Original x = [1 2 3 4 5]

x = [1 2 3 4 5 6]

x = [1 2 3 4 5 6 7 8]

Original Y =
[[1 2 3]
 [4 5 6]]

v =
[[1 2 3]
 [4 5 6]
 [7 8 9]]

q =
[[ 1 2 3 9]
 [ 4 5 6 10]]

注意,当我们将行或列附加到秩为 2 的 ndarray 中时,行或列的形状必须正确,以与秩为 2 的 ndarray 的形状相符。

向 ndarray 中插入值

我们可以使用 np.insert(ndarray, index, elements, axis) 函数向 ndarray 中插入值。此函数会将给定的元素列表沿着指定的插入到 ndarray 中,并放在给定的索引前面。我们来看一些示例:

# We create a rank 1 ndarray 
x = np.array([1, 2, 5, 6, 7])

# We create a rank 2 ndarray 
Y = np.array([[1,2,3],[7,8,9]])

# We print x
print()
print('Original x = ', x)

# We insert the integer 3 and 4 between 2 and 5 in x. 
x = np.insert(x,2,[3,4])

# We print x with the inserted elements
print()
print('x = ', x)

# We print Y
print()
print('Original Y = \n', Y)

# We insert a row between the first and last row of y
w = np.insert(Y,1,[4,5,6],axis=0)

# We insert a column full of 5s between the first and second column of y
v = np.insert(Y,1,5, axis=1)

# We print w
print()
print('w = \n', w)

# We print v
print()
print('v = \n', v)

Original x = [1 2 5 6 7]

x = [1 2 3 4 5 6 7]

Original Y =
[[1 2 3]
 [7 8 9]]

w =
[[1 2 3]
 [4 5 6]
 [7 8 9]]

v =
[[1 5 2 3]
 [7 5 8 9]]

将 ndarray 上下堆叠起来,或者左右堆叠

可以使用 np.vstack() 函数进行垂直堆叠,或使用 np.hstack() 函数进行水平堆叠。请务必注意,为了堆叠 ndarray,ndarray 的形状必须相符。我们来看一些示例:

# We create a rank 1 ndarray 
x = np.array([1,2])

# We create a rank 2 ndarray 
Y = np.array([[3,4],[5,6]])

# We print x
print()
print('x = ', x)

# We print Y
print()
print('Y = \n', Y)

# We stack x on top of Y
z = np.vstack((x,Y))

# We stack x on the right of Y. We need to reshape x in order to stack it on the right of Y. 
w = np.hstack((Y,x.reshape(2,1)))

# We print z
print()
print('z = \n', z)

# We print w
print()
print('w = \n', w)

x = [1 2]

Y =
[[3 4]
 [5 6]]

z =
[[1 2]
 [3 4]
 [5 6]]

w =
[[3 4 1]
 [5 6 2]]

ndarray 切片

正如之前提到的,我们除了能够一次访问一个元素之外,NumPy 还提供了访问 ndarray 子集的方式,称之为切片。切片方式是在方括号里用冒号 : 分隔起始和结束索引。通常,你将遇到三种类型的切片:

1. ndarray[start:end]
2. ndarray[start:]
3. ndarray[:end]

第一种方法用于选择在 start 和 end 索引之间的元素。第二种方法用于选择从 start 索引开始直到最后一个索引的所有元素。第三种方法用于选择从第一个索引开始直到 end 索引的所有元素。请注意,在第一种方法和第三种方法中,结束索引不包括在内。

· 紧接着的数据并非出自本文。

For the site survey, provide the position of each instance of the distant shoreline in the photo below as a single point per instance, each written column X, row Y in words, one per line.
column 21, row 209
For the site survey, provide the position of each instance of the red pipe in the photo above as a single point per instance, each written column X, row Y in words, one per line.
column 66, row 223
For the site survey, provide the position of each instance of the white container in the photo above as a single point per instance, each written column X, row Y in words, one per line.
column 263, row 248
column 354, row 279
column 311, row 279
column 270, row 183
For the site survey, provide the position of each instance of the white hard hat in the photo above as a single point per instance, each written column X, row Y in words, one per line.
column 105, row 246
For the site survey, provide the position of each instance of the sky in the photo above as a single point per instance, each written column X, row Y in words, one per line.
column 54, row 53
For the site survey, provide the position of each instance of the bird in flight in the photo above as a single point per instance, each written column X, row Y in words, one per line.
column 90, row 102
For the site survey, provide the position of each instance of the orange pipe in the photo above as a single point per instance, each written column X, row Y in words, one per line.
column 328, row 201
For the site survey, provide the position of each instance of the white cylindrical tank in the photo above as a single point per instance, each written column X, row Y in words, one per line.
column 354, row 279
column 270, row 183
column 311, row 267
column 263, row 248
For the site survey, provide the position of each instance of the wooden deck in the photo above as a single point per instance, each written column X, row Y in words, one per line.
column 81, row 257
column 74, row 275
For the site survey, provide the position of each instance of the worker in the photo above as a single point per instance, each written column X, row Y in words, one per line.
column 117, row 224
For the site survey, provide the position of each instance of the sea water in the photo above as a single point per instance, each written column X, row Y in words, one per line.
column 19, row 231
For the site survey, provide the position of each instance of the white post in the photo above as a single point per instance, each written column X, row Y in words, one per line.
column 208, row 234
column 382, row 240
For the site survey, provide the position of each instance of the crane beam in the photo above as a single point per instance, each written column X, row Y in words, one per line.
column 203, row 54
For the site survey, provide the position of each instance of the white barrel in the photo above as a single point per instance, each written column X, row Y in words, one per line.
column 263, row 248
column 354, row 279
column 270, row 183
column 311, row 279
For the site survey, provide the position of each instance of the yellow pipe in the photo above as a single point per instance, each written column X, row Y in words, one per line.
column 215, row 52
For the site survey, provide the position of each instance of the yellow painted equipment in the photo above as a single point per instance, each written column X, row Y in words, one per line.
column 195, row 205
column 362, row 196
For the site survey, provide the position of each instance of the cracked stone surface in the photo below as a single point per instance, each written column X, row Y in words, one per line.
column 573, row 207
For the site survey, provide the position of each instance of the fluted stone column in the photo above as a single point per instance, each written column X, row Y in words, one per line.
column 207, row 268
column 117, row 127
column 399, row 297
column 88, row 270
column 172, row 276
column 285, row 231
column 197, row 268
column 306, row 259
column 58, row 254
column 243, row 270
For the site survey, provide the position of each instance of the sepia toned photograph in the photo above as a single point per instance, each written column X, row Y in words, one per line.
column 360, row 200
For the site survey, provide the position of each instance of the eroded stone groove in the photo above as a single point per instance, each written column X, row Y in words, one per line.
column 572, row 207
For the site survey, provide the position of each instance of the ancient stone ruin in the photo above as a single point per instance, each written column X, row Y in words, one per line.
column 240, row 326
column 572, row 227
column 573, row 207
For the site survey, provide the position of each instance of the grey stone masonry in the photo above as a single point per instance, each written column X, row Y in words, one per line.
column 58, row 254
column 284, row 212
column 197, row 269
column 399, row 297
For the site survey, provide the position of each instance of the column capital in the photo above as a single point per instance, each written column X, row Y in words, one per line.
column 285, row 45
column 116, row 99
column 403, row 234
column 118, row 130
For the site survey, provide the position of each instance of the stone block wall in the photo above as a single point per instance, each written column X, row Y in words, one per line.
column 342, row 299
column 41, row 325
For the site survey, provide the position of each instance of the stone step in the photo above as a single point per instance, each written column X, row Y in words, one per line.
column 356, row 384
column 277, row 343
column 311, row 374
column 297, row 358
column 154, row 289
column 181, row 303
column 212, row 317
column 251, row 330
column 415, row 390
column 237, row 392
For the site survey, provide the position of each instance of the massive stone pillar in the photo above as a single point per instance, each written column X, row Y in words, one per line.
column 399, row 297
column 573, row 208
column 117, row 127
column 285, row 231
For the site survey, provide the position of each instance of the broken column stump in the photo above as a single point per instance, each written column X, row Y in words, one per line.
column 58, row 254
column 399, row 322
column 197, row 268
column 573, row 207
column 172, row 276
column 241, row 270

此外注意,因为 ndarray 可以是多维数组,在进行切片时,通常需要为数组的每个维度指定一个切片。

现在我们将查看一些示例,了解如何使用上述方法从秩为 2 的 ndarray 中选择不同的子集。

# We create a 4 x 5 ndarray that contains integers from 0 to 19
X = np.arange(20).reshape(4, 5)

# We print X
print()
print('X = \n', X)
print()

# We select all the elements that are in the 2nd through 4th rows and in the 3rd to 5th columns
Z = X[1:4,2:5]

# We print Z
print('Z = \n', Z)

# We can select the same elements as above using method 2
W = X[1:,2:5]

# We print W
print()
print('W = \n', W)

# We select all the elements that are in the 1st through 3rd rows and in the 3rd to 5th columns
Y = X[:3,2:5]

# We print Y
print()
print('Y = \n', Y)

# We select all the elements in the 3rd row
v = X[2,:]

# We print v
print()
print('v = ', v)

# We select all the elements in the 3rd column
q = X[:,2]

# We print q
print()
print('q = ', q)

# We select all the elements in the 3rd column but return a rank 2 ndarray
R = X[:,2:3]

# We print R
print()
print('R = \n', R)

X =
[[ 0 1 2 3 4]
 [ 5 6 7 8 9]
 [10 11 12 13 14]
 [15 16 17 18 19]]

Z =
[[ 7 8 9]
 [12 13 14]
 [17 18 19]]

W =
[[ 7 8 9]
 [12 13 14]
 [17 18 19]]

Y =
[[ 2 3 4]
 [ 7 8 9]
 [12 13 14]]

v = [10 11 12 13 14]

q = [ 2 7 12 17]

R =
[[ 2]
 [ 7]
 [12]
 [17]]

注意,当我们选择第 3 列中的所有元素,即上述变量 q,切片返回一个秩为 1 的 ndarray,而不是秩为 2 的 ndarray。但是,如果以稍微不同的方式切片X,即上述变量 R,实际上可以获得秩为 2 的 ndarray。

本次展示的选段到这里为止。